The scene flashed before my mind's eye. The bubbling gaiety of the crowd. The condemned man in his soiled finery proudly climbing the steps to the block. The oiled blue triangle of steel shimmering in the early morning light. The sound of grating metal as the blade fell. Then, blood! Oceans of crimson blood, spurting out of that severed neck like water from one of the ornamental fountains that the King had built for himself at Versailles, drenching the faces of the onlookers. Falling like rain on my own face, on my mouth and my tongue...
'They murdered the King that day.'
A king? A man had been butchered before my eyes. A flick of a lever, and a shadow had been cast upon my soul. A hidden part of myself had risen up with the mob and taken possession of my confused mind.
'Kant had met others who had been in France,' Herr Jachmann continued. 'Others who were involved in those tragic events.

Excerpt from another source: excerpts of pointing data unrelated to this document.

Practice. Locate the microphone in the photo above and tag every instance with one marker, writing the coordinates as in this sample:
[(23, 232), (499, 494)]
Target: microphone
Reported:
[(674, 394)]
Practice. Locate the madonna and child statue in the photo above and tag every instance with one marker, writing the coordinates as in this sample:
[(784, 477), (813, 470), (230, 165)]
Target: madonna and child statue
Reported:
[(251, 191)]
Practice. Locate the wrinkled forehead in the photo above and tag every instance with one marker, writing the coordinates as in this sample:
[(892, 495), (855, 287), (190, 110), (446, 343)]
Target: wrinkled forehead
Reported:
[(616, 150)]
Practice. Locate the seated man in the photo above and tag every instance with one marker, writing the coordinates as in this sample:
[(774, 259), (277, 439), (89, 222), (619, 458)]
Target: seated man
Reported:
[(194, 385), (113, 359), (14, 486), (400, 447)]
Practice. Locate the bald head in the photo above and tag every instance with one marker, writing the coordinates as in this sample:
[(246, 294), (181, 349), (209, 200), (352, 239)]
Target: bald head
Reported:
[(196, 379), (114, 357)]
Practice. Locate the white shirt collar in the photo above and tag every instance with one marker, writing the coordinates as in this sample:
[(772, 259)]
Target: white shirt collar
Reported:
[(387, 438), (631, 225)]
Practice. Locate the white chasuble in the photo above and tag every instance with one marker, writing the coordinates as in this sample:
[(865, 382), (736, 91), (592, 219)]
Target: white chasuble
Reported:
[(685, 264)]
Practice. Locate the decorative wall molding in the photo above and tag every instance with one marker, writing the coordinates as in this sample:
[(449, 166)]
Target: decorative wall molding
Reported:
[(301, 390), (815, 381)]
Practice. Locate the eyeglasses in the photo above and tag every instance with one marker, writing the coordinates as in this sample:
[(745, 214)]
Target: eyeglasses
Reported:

He was not upset by what they had to say. But you, Stiffeniis! You brought a malignant plague to his house that day.'
He stared fixedly at me.
'Whatever happened between the two of you, Stiffeniis, it changed him. It changed him totally. And it all began with that conversation about the effect of electrical storms on human behaviour.'
'It was not I who raised the subject,' I spluttered in my own defence. 'You started it, sir.'
'But it was you,' Jachmann replied, his finger pointing accusingly, 'you, Stiffeniis, who led the discussion in such an unsavoury direction. You froze the blood in my veins!'
He turned his gaze to the fire. 'How many times have I regretted that odious conversation! Kant was studying the effects of electricity on the nervous system in that period, he was interested in little else. And the night before, there had been a terrible storm.'
Every single detail was still vivid in my mind.
'Looking out of your window,' I murmured, 'you found a stranger in your garden. Careless of the lashing rain, the thunder and lightning, he was staring up at the sky in a trance. You'd been disconcerted by his behaviour, and you asked Kant if static electricity might provide an explanation for it.'
'And he replied by saying it was not the electrical discharge, it was the unbounded energy of Nature which had fascinated the man,' Jachmann went on. 'The destructive power of the elements had mesmerised him. Kant referred to the incantamento horribilis. Human Kind, he said, is fatally attracted by Sublime Terror.'
He sat down heavily in an armchair, his forehead couched in his hand. 'I was shocked. Unable to believe my ears. Immanuel Kant? The Father of Rationality celebrating the powers of the Unknown? The dark side of the human soul?'
'I remember, sir. You objected that such power belongs to G.o.d alone. That Man is bound by moral ties which he should never question...'
'Then you spoke up,' Jachmann interposed, still shading his eyes, avoiding my sight, 'and suddenly the pleasant young student who had won our respect with his good manners and his sound reasoning appeared in a different light.'
'I just said...'
He held up his hand for silence. 'Your words are indelibly printed on my memory. "There is one human experience which may be equal to the unbridled power of Nature," you said. "The most diabolical of all. Cold-blooded murder. Murder without a motive." '
Jachmann stared at me, his eyes narrowed and resentful. I felt as if my body had been stripped away, my soul exposed to view.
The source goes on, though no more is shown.